4)than you create an ZFS Blockdevice, still in the Terminal enter

5)targetcli

  1. /backstores/block create name=NameOfYourBlockdevice dev=/dev/zvol/NameOfZFSPool/NameOfYourBlockdevice

example: /backstores/block create name=games dev=/dev/zvol/zfs/games

  1. cd /backstores/block/NameOfYourBlockdevice/

8 )set attribute block_size=4096
9) set attribute emulate_tpu=1
10) set attribute is_nonrot=1

  1. cd /

  2. exit

  3. Now you can close the Terminal and go to the ISCSI Plugin and create an ISCSI connection to your Rig.
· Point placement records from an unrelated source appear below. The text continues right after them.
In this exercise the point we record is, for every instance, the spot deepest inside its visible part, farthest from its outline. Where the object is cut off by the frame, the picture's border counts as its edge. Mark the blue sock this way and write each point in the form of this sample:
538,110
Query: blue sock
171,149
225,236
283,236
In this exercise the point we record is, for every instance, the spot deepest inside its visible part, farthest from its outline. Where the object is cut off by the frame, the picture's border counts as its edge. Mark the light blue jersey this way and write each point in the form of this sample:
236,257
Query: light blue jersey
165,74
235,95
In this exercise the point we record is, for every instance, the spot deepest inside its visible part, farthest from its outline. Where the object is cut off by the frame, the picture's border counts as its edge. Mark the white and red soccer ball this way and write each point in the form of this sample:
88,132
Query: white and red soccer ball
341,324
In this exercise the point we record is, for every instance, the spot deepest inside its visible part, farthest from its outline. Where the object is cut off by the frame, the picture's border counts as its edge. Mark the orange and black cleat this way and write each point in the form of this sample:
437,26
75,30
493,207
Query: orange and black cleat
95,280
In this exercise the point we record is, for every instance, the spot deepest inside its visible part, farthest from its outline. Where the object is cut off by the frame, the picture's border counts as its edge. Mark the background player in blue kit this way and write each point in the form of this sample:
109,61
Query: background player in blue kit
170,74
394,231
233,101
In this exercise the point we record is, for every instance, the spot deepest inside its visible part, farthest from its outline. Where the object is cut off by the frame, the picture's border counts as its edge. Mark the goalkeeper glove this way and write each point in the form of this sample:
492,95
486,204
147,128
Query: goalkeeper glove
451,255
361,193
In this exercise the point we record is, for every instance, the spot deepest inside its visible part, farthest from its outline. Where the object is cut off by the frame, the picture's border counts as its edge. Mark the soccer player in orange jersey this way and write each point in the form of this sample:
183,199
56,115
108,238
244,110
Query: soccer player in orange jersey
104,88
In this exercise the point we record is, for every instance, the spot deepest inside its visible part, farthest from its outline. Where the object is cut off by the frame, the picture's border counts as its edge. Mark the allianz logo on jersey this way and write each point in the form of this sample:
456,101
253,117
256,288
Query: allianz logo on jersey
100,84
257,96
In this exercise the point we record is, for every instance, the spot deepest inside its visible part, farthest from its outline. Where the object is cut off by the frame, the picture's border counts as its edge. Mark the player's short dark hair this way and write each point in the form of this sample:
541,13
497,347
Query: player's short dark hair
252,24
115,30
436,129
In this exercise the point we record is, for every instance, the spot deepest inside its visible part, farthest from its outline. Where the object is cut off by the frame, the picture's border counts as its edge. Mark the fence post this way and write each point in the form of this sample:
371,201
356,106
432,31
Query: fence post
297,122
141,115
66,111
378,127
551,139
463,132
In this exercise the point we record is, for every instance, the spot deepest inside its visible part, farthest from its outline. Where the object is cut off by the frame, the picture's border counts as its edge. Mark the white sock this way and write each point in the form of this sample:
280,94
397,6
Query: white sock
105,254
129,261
  4. Install all your Games on that drive

  5. whan all games are installed we make an snapshot in the Terminal with the following commands

  6. zfs snapshot NameOfYourZFSPool/NameOfYourBlockdevice@HowYouWantToNameYourSnapshot

example: zfs snapshot zfs/games@allgames

than we want to clone that

zfs clone -p zfs/games@allgames zfs/games.myclone

then again into

targetcli

/backstores/block create name=games.myclone dev=/dev/zvol/zfs/games.myclone
cd /backstores/block/games.myclone/
set attribute block_size=4096
set attribute emulate_tpu=1
set attribute is_nonrot=1
cd /
exit

and now you can mount that “cloned Blockdevice via ISCSI” dont forget to create an individual Target per VM/Baremetal/Rig :smiley:

when you have new games installed than just go to the Terminal

targetcli

cd /backstores/block/

delete NameOfYourBlockdevice.myclone

cd /

exit

zfs destroy YOURPOOLNAME/NameOfYourBlockdevice.myclone

zfs destroy YOURPOOLNAME/NameOfYourBlockdevice@HowYouWantToNameYourSnapshot

than start over @ 16) rinse and repeat

next scenario, you bought another 2TB of SSD storage just add it to your Array as usual than enter

zfs set volsize=newSizeofPoolG NameOfYourPool/NameOfYourDataset

example: zfs set volsize=13000G zfs/games

now you can add your new storage to your iscsi storage in Windows

Thank you.

I think that some of the commands might be Unraid specific (e.g. /backstores/block), but I can at least use the idea of it.

I think that one of the most significant, operational differences between this and using ZFS dedup is that with ZFS dedup, I can install the games on multiple clients simultaneously (so that they can be up and playing games as each install instance (that is getting deduped by ZFS)) completes whereas with this method, you would have to wait until ALL of the games are installed before they can be made available to each additional client.

So, if you have a large library of games, then you spend the time to install it only once, but other players/clients might have to like wait a day before they will be able to play with you (whereas, you can start playing as each game is being installed).

re: Your earlier comment about ZFS dedup not working properly
That might be more of an Unraid implementation of ZFS moreso than ZFS itself.

It is my understanding that Proxmox has added ZFS sooner than Unraid, and I think that TrueNAS Core has added ZFS support even earlier than that.

That’s an Unraid specific thing.

I might have to test this procedure out.

Thank you.

Thanks for the setup instructions, I just followed them and it worked straight out of the box once I’d figured out that my ZFS devices were in /dev/zvol

I do however seem to have a performance problem though - I’m connecting to my Proxmox iSCSI target from Windows 11, and I’m saturating 10GBe on reads (1.2GBs-1) but only getting ~50MBs-1 on writes to the all-SSD iSCSI target. Are there any tunables I need to play with?